Gabby nickte. »Kein Problem.«
»Ich werde Mrs Bettencourt noch einmal einen Besuch abstatten.« Er fasste um das Bett herum und zog seine Glock heraus. »Aber diesmal werde ich als Erster ziehen.«
»Ich komme mit«, verkündete Lizzie. Auf seinen Blick hin hob sie die Hand. »Du brauchst gar nicht so zu schauen. Sie ist meine Schwester, und ich komme mit. Basta.«
21
Sengender Schmerz strahlte aus Briannas Schulter, wie ein Feuerstrang, der sich von der Brust bis zum Rücken mitten durch ihr Fleisch zog.
Das bedeutete, dass sie noch am Leben war.
Sie musste alle Kräfte aufbieten, um die Augen zu öffnen und gegen die Ohnmacht anzukämpfen. Wieder und wieder blinzelte sie, doch ihr Blick blieb trüb, sie sah nur graue Schatten vor sich. Der Geruch von Erde, Meerwasser und etwas Metallischem erfüllte ihre Nase.
Schießpulver.
Bei dem Gedanken hob sie alarmiert den Kopf und hörte ein saugendes Geräusch, als sie ihn von dem klebrig-feuchten Boden löste. Es war Blut! Ihr Blut.
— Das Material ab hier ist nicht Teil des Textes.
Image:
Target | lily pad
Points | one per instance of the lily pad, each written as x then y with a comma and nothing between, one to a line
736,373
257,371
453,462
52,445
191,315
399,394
»Oh Gott«, wimmerte sie. Diese Wahnsinnige hatte auf sie geschossen.
Wo war sie hin? Stand sie über ihr, die Waffe auf ihren Kopf gerichtet und bereit, sie in dieses Räderwerk zu stoßen, das aus einem Horrorfilm zu stammen schien? Warum sagte sie nichts?
Mit äußerster Anstrengung richtete sich Brianna auf und eine Welle von Schwindel und Übelkeit erfasste sie, als sie hörte, wie eines der massiven Zahnräder in unmittelbarer Nähe vorbeirollte.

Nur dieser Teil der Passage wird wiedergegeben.